L’atmosphère interne est particulièrement électrique au sein du Parti des peuples africains – Côte d’Ivoire (PPA-CI). Alors que la formation politique s’apprête à tenir son premier congrès ordinaire les 14 et 15 mai 2026 dans la capitale économique, Abidjan, une vague de sanctions vient de frapper les rangs du parti fondé par Laurent Gbagbo.

Une mesure disciplinaire d’envergure

Par un communiqué officiel diffusé ce mercredi 13 mai 2026, la direction du PPA-CI a acté la suspension de 61 cadres et militants pour des motifs d’indiscipline. Cette décision radicale s’appuie sur une résolution du Conseil Stratégie et Politique (CSP), entérinée par la haute direction de l’organisation. L’objectif affiché est clair : restaurer une rigueur absolue et assurer la sérénité des assises prévues à Abidjan.

Le secrétaire général, Tchéidé Jean Gervais, a précisé que ces mesures visent à protéger la cohésion du mouvement dans une phase cruciale de son déploiement politique en Côte d’Ivoire.

Détails des suspensions et interdictions

La sévérité des sanctions varie selon le degré de manquement reproché, divisant les concernés en trois catégories distinctes :

  • Premier groupe : 44 cadres écopent de la sanction la plus lourde avec 18 mois de suspension.
  • Deuxième groupe : 10 membres sont mis à l’écart pour une durée de 12 mois.
  • Troisième groupe : 7 militants sont suspendus pour une période de 6 mois.

Pendant toute la durée de leur mise à pied, ces 61 personnes ont l’interdiction formelle de prendre part aux activités officielles du PPA-CI. Elles sont également privées de leur droit de vote et d’éligibilité lors des scrutins internes.

Un signal fort à l’approche du congrès

Ce coup de balai intervient à un moment charnière pour l’avenir du parti.

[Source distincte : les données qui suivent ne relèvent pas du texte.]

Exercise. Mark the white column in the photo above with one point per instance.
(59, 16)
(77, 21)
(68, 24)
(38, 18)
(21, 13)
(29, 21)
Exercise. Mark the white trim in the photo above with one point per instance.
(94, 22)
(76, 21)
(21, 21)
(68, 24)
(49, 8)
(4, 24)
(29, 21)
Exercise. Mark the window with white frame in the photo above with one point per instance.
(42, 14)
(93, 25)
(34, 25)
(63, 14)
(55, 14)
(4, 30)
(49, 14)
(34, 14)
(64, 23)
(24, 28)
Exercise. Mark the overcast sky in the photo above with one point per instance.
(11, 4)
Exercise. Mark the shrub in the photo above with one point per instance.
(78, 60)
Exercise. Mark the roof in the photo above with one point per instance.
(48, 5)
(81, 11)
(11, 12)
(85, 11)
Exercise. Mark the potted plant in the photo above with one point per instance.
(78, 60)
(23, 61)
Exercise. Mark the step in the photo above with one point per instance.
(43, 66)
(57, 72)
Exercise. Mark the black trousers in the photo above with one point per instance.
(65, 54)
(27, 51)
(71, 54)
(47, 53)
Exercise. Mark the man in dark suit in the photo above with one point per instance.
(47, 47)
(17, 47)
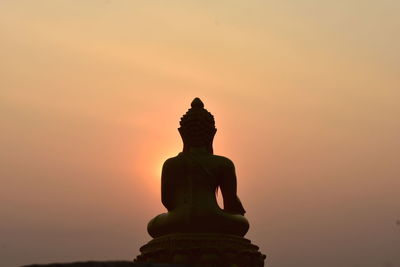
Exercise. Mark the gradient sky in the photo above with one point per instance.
(305, 96)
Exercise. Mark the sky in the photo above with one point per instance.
(305, 97)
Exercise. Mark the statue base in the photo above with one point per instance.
(208, 249)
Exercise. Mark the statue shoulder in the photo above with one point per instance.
(173, 162)
(224, 161)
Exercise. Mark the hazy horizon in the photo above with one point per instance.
(305, 97)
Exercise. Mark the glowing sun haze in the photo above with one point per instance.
(305, 96)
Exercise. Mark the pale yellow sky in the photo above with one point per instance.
(305, 99)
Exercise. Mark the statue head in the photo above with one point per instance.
(197, 127)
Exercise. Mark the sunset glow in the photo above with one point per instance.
(305, 97)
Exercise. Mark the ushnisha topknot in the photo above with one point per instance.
(197, 103)
(197, 125)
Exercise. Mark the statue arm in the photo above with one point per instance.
(166, 186)
(228, 187)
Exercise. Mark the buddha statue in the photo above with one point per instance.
(190, 182)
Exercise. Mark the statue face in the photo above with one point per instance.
(197, 141)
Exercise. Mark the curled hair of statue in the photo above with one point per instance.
(197, 126)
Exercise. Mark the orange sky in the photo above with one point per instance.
(305, 96)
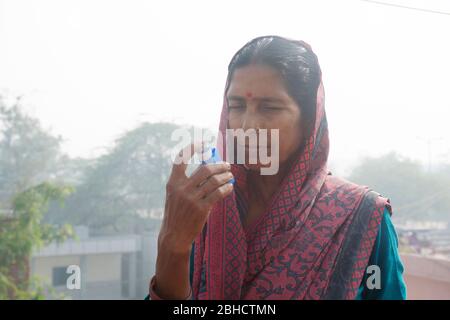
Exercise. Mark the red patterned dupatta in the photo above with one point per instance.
(314, 242)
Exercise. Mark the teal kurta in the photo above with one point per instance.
(385, 255)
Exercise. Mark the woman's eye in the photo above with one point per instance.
(271, 108)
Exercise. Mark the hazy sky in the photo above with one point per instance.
(92, 69)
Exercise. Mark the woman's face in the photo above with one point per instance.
(256, 99)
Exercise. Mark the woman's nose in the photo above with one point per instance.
(250, 121)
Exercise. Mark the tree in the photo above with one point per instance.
(28, 153)
(121, 187)
(21, 233)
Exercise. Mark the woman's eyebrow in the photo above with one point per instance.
(264, 99)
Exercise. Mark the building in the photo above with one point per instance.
(118, 267)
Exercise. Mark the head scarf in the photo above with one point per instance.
(313, 241)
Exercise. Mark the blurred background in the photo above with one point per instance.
(90, 92)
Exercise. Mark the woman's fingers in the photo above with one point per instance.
(212, 183)
(181, 161)
(217, 195)
(206, 171)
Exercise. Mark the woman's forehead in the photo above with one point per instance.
(256, 81)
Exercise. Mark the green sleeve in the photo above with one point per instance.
(385, 255)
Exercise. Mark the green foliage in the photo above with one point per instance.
(22, 233)
(124, 185)
(28, 153)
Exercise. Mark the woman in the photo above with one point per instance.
(301, 233)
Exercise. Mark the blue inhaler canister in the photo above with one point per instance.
(215, 157)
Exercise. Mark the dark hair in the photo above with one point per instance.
(296, 63)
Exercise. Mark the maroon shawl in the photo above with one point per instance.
(313, 242)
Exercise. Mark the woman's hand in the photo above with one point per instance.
(188, 203)
(189, 200)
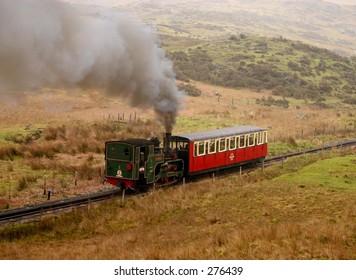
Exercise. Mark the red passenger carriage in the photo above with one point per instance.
(221, 148)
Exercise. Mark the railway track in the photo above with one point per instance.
(31, 213)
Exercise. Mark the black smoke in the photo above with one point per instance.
(51, 43)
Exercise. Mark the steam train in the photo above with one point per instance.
(138, 163)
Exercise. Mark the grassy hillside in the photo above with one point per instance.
(316, 22)
(257, 216)
(288, 68)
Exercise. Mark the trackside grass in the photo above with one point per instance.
(268, 215)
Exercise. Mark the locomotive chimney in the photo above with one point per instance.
(167, 140)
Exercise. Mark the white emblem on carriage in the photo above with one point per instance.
(232, 157)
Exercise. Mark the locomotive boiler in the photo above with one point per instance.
(138, 163)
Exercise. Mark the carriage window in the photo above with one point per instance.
(264, 136)
(251, 140)
(232, 143)
(242, 143)
(199, 149)
(222, 146)
(182, 145)
(212, 147)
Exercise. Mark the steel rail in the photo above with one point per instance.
(30, 212)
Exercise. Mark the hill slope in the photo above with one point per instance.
(289, 68)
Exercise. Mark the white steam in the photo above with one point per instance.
(50, 43)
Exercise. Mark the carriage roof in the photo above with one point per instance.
(218, 133)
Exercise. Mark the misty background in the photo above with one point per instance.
(52, 43)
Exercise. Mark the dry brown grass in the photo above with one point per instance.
(251, 217)
(236, 218)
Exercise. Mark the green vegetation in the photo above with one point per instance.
(334, 173)
(288, 68)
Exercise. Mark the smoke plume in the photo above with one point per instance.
(51, 43)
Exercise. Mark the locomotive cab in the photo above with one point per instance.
(135, 163)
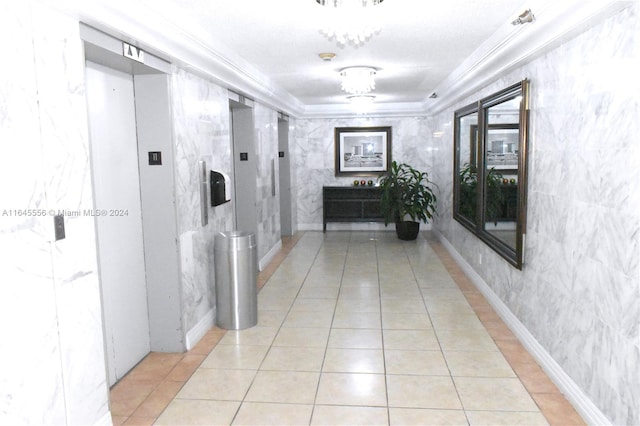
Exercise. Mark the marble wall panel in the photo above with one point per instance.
(313, 156)
(50, 314)
(579, 291)
(201, 132)
(267, 204)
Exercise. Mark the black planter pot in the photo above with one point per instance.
(407, 231)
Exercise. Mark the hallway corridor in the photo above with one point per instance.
(354, 328)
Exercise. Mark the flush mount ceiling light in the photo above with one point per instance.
(358, 80)
(349, 21)
(361, 99)
(524, 18)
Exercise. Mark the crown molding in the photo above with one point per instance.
(400, 109)
(509, 47)
(513, 46)
(181, 45)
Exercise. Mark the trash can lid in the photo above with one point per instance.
(234, 240)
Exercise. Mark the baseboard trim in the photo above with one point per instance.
(267, 258)
(590, 413)
(200, 329)
(105, 420)
(355, 226)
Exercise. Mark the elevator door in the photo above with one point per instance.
(116, 189)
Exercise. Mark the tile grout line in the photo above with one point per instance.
(455, 272)
(261, 281)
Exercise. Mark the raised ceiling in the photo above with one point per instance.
(421, 42)
(268, 50)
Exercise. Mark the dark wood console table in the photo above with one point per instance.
(351, 204)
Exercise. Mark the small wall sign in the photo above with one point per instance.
(155, 158)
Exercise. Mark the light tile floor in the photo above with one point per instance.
(354, 328)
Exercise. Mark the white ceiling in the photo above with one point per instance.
(268, 50)
(421, 42)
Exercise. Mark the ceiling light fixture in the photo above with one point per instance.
(327, 56)
(349, 21)
(524, 18)
(358, 80)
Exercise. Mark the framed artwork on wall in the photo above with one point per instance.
(362, 151)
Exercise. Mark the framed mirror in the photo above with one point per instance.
(490, 175)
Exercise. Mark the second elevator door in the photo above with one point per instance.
(116, 182)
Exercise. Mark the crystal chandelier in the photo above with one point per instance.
(358, 80)
(350, 21)
(361, 100)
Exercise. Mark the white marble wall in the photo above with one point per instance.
(201, 132)
(313, 157)
(53, 369)
(267, 204)
(294, 166)
(579, 291)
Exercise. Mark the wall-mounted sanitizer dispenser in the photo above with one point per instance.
(220, 188)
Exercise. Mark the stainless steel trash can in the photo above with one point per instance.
(236, 270)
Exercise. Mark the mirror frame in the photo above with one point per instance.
(513, 255)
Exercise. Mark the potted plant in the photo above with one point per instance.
(407, 199)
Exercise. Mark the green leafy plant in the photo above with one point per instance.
(469, 193)
(407, 193)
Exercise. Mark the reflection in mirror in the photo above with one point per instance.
(466, 165)
(501, 164)
(490, 170)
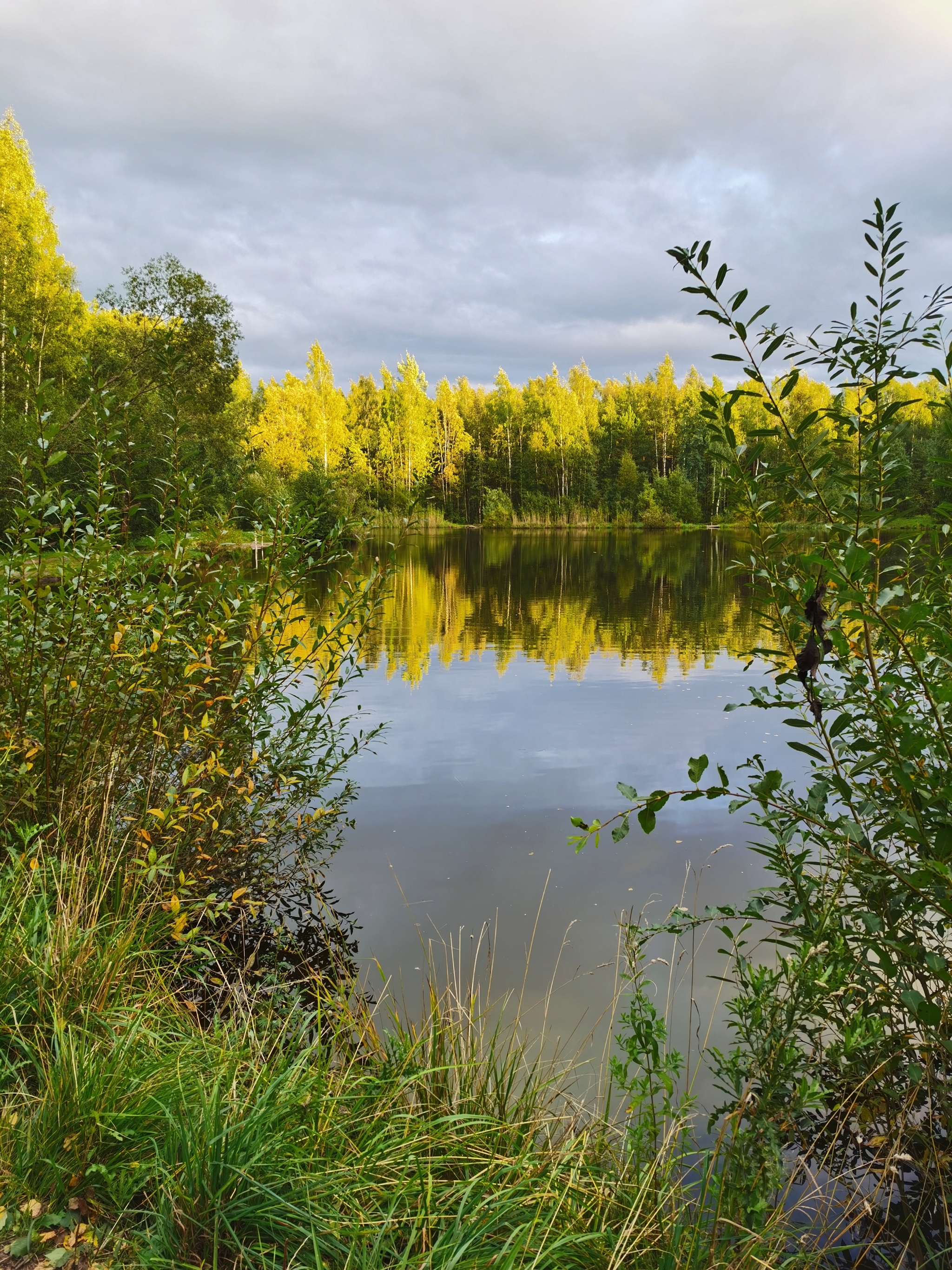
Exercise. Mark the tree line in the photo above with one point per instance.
(160, 355)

En agissant ainsi juste avant le rassemblement des 14 et 15 mai, la direction cherche manifestement à réaffirmer son autorité et à unifier les troupes derrière la ligne directrice impulsée par Laurent Gbagbo.

Toutefois, cette décision massive ne manque pas de susciter des interrogations sur la profondeur des clivages internes. Si aucune réaction officielle des sanctionnés n’a encore filtré, ce choix stratégique pourrait peser lourdement sur les débats lors du prochain congrès, révélant des tensions de leadership et des divergences de vues au sein de l’opposition ivoirienne.